Thomas Dubot

DANS LA NUIT
100 minutes

Le souvenir est un bâtisseur d’éternel, la jeunesse une déflagration, une résistance verticale à la poussière. Ces deux mouvements, a priori antagonistes, que sont le souvenir et la jeunesse sont absolument constitutifs à l’élaboration de ce spectacle, au rêve qu’il suscite chez moi. Je veux adapter Tambours dans la nuit pour interroger notre vulnérabilité. Démontrer pourquoi ce concept aujourd’hui est en passe de devenir synonyme de force et d’ardeur. Tambours dans la nuit, deviendra Dans la nuit, une métamorphose esthétique, graphique et corporelle où l’obscurité deviendra un révélateur de nos capacités de défenses.

ETHER/AFTER
105 minutes

"Ether/After revisite les questionnements de l'Eveil du printemps en les ancrant à Bruxelles, avec la jeunesse bruxelloise et européenne d’aujourd’hui.

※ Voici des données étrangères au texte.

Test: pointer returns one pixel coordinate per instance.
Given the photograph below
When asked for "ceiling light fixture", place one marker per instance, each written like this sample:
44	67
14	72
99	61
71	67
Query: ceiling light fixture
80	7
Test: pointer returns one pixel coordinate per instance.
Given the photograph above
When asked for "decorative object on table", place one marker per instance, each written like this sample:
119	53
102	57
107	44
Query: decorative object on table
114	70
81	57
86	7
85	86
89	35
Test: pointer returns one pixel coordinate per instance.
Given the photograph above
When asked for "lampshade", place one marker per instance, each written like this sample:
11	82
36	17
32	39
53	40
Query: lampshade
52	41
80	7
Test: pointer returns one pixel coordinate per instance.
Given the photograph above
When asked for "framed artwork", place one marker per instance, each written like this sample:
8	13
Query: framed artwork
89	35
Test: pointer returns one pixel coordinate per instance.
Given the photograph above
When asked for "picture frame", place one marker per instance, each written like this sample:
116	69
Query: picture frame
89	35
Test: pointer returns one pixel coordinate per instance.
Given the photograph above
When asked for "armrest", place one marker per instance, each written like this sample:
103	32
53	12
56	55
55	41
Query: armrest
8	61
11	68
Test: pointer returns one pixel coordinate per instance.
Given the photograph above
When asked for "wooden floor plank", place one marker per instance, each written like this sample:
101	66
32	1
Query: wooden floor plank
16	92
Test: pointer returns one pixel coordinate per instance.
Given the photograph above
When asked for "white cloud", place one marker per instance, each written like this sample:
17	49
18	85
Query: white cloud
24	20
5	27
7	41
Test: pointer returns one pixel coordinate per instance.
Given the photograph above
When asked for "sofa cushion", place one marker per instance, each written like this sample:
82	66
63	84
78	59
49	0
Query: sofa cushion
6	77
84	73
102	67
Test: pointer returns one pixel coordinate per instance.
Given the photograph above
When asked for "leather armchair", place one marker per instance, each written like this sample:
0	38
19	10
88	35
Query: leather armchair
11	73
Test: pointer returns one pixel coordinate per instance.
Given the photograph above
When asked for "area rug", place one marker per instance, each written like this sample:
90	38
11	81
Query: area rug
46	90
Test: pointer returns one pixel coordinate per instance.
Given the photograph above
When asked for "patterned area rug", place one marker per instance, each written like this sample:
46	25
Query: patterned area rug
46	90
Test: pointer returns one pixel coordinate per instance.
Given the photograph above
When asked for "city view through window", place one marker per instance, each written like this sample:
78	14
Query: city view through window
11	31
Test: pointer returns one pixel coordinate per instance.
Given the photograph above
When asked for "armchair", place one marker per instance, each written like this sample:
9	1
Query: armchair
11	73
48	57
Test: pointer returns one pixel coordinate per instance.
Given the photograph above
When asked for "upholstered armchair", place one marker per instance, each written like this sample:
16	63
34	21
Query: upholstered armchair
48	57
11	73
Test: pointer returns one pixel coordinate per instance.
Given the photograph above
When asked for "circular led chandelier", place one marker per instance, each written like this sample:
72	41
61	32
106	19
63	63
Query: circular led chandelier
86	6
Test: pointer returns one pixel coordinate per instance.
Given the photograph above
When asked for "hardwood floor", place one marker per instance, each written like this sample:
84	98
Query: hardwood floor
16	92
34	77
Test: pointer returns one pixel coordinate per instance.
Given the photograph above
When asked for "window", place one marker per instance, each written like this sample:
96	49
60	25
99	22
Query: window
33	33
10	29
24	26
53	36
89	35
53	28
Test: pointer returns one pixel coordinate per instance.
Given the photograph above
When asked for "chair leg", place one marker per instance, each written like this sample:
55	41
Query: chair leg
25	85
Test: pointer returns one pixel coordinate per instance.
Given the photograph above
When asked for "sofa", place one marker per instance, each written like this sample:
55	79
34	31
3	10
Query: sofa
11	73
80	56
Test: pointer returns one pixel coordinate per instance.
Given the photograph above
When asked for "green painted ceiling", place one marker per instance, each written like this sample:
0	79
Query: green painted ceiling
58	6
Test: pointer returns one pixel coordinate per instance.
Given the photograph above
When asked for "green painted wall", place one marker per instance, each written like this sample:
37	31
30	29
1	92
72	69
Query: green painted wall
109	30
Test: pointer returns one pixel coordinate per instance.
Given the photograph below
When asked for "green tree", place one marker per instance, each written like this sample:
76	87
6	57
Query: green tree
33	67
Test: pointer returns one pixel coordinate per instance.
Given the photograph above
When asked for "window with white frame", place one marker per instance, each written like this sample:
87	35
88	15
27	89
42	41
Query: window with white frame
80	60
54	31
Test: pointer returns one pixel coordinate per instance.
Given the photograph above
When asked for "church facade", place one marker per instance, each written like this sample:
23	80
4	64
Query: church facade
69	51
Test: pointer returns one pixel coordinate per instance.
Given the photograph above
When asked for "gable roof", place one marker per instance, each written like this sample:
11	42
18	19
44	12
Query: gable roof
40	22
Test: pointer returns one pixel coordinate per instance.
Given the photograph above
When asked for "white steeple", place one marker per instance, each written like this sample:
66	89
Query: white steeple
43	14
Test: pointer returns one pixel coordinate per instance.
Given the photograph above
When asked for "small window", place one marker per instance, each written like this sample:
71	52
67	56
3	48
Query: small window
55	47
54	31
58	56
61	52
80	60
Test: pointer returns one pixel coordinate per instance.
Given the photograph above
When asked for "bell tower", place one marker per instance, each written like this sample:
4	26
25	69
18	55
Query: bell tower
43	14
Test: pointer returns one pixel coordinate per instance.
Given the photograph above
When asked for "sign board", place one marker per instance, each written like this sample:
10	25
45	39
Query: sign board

Lors des représentations de l’Eveil du Printemps au Théâtre National en mai 2018, beaucoup de jeunes ont assisté au spectacle. Les réactions étaient vives et marquées.

De là, l’idée de collaborer et prolonger le rapport à l’œuvre avec des jeunes issus de différents milieux sociaux est née, de faire théâtre avec eux comme dramaturges et d’en tirer une création.

Dans Ether/After, nous lancerons un travail d’enquête auprès de jeunes bruxellois tant sur leur rapport au rapport homme-femme, qu’au désir, à la mort, à la sexualité, à l’autorité qu’à l’Art et la notion de transgression.

Régimes amoureux
80 minutes

Ça pourrait être un fait divers. Thomas fait une dépression. Léa, sa compagne, pour le sortir du trou, organise un repas avec des amis, Marie, Antoine et Sami. Ils auraient voulu que le repas scelle un retour à la normale, mais c’est tout l’inverse qui va se passer, tout bascule avec fracas. Thomas annonce qu’il va mourir et demande qu’on le dévore. C’est l’histoire tragicomique de personnages d’un drame bourgeois qui aspirent à être des héros tragiques. Chacun à leur manière, de façon solitaire et secrète, ils sont hantés par un appétit de vie, un appétit d’ogre! En eux, hurle une exigence qu’ils peinent à faire taire : que la vie soit superbe, pleine de troubles et de lions.

L'éveil du printemps
150 minutes

L’éveil du printemps décrit la montée de la sève chez une douzaine d’adolescents d'une petite ville de province où sévit un contrôle social obsessionnel. Les jeunes gens découvrent leur sexualité naissante ainsi que des caprices et peurs qu’elle engendre. Ce faisant, ils se heurtent aussi au mur oppressant des interdits et tabous érigés par les adultes.

La mort rôde (à travers avortement et suicide), mais l’homme au masque, personnage abstrait et allégorique, veille à ce que finalement la vie l’emporte.